Multicore fibre photonic lanterns for precision radial velocity Science

• Published in: Monthly notices of the Royal Astronomical Society Vol. 475; no. 3; pp. 3065 - 3075
• Main Authors: Gris-Sánchez, Itandehui, Haynes, Dionne M, Ehrlich, Katjana, Haynes, Roger, Birks, Tim A
• Format: Journal Article
• Language: English
• Published: London Oxford University Press 01.04.2018
• Subjects: Coupling; Fibers; Lanterns; Noise; Photonics; Radial velocity; Shakers; Signal to noise ratio; Spectral resolution; Spectrographs; Stability; Stretchers; Velocity; Wavelengths; instrumentation: miscellaneous; methods: data analysis; instrumentation: spectrographs; techniques: radial velocities; techniques: image processing
• ISSN: 0035-8711; 1365-2966
• DOI: 10.1093/mnras/stx3278

Abstract Incomplete fibre scrambling and fibre modal noise can degrade high-precision spectroscopic applications (typically high spectral resolution and high signal to noise). For example, it can be the dominating error source for exoplanet finding spectrographs, limiting the maximum measurement precision possible with such facilities.
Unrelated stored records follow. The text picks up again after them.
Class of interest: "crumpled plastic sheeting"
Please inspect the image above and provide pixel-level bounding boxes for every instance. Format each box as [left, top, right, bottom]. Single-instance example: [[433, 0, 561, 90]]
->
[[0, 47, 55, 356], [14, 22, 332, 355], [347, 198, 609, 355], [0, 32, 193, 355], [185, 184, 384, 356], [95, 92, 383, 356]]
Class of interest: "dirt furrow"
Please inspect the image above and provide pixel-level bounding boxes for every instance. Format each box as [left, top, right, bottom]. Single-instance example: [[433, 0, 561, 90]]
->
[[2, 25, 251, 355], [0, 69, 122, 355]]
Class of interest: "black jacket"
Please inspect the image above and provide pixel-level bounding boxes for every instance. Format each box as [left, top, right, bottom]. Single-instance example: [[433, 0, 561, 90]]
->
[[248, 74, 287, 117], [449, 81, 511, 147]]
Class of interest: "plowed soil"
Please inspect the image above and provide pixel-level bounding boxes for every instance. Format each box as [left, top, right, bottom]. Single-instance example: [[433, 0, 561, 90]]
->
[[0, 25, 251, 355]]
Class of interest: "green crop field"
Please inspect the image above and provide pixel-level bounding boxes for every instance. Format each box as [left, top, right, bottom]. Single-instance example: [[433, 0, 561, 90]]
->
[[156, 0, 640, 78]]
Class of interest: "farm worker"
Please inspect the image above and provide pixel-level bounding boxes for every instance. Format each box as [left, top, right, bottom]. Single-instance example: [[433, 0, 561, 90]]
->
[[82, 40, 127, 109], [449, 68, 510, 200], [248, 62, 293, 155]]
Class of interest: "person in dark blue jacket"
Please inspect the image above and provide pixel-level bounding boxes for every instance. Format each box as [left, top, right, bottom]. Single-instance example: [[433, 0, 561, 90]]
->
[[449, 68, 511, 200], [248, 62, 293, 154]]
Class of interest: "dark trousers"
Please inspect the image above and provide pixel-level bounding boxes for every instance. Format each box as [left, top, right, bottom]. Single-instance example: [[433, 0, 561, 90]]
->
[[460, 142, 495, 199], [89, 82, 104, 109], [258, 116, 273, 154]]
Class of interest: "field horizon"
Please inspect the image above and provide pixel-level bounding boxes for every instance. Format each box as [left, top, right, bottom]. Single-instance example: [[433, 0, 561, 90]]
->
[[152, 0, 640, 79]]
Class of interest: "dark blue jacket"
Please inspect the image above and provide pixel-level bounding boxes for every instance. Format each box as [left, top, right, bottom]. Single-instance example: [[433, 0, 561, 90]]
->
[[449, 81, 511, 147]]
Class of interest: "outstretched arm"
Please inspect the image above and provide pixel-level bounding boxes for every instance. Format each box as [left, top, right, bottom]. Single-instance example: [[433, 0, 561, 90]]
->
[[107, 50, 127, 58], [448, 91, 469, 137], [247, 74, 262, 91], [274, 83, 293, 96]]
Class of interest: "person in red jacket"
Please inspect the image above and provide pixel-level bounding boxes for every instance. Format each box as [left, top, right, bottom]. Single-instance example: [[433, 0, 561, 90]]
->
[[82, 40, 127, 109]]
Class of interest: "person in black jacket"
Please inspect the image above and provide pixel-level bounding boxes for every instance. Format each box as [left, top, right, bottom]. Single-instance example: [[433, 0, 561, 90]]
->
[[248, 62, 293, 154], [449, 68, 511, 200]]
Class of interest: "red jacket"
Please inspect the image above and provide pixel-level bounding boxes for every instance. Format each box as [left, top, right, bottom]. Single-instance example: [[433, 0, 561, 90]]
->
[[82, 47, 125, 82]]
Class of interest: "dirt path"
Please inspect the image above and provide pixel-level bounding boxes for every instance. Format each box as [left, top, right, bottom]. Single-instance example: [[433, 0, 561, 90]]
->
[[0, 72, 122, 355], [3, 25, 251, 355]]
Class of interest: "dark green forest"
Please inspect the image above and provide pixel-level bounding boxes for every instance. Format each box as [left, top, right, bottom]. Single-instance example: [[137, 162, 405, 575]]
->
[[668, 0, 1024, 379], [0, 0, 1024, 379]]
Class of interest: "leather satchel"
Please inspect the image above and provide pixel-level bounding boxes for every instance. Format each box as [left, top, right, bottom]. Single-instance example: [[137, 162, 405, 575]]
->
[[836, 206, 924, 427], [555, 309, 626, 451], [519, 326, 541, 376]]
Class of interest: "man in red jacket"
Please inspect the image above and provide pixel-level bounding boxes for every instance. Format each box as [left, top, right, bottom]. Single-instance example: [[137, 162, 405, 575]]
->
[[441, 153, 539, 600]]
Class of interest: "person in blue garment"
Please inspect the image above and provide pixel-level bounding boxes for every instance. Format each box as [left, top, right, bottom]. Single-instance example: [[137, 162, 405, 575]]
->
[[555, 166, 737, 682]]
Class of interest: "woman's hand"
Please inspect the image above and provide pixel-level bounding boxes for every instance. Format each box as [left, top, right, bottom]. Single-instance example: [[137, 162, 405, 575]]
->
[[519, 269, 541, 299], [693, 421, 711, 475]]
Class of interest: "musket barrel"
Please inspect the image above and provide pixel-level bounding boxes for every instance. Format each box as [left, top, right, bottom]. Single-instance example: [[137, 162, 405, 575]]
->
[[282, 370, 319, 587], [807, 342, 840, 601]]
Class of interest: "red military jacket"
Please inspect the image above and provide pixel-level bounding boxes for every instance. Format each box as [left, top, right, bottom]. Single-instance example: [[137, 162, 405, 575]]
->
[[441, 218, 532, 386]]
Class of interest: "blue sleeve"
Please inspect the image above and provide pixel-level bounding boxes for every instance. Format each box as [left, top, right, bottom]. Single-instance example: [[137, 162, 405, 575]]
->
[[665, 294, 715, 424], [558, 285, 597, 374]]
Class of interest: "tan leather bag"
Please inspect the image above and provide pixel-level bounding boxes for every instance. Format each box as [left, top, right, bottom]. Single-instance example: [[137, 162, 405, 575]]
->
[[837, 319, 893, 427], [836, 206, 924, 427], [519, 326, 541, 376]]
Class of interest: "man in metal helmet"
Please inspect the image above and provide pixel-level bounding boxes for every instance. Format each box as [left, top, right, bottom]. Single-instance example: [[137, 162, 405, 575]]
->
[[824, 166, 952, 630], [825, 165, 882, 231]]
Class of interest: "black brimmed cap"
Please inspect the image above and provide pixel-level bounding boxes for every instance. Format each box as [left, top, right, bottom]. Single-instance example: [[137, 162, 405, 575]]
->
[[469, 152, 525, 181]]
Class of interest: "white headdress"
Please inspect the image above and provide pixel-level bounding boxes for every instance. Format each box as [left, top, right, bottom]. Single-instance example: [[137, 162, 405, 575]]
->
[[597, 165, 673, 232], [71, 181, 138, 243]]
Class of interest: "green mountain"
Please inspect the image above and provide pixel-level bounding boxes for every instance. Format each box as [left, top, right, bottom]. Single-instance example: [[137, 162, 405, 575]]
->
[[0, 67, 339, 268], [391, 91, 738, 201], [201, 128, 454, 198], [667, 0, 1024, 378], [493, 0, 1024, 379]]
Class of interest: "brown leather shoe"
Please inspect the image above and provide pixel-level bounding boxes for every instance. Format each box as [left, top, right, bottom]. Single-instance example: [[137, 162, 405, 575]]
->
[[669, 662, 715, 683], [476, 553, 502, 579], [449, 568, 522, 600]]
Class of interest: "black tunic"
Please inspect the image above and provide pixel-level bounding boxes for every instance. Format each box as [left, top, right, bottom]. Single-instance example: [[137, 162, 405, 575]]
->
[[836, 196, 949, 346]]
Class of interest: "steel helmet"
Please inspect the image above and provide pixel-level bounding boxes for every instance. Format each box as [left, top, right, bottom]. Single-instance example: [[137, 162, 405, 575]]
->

This limitation is exacerbated in the next generation of infra-red based systems, as the number of modes supported by the fibre scales inversely with the wavelength squared and more modes typically equates to better scrambling. Substantial effort has been made by major research groups in this area to improve the fibre link performance by employing non-circular fibres, double scramblers, fibre shakers, and fibre stretchers. We present an original design of a multicore fibre (MCF) terminated with multimode photonic lantern ports. It is designed to act as a relay fibre with the coupling efficiency of a multimode fibre (MMF), modal stability similar to a single-mode fibre and low loss in a wide range of wavelengths (380 nm to 860 nm). It provides phase and amplitude scrambling to achieve a stable near field and far-field output illumination pattern despite input coupling variations, and low modal noise for increased stability for high signal-to-noise applications such as precision radial velocity (PRV) science. Preliminary results are presented for a 511-core MCF and compared with current state of the art octagonal fibre.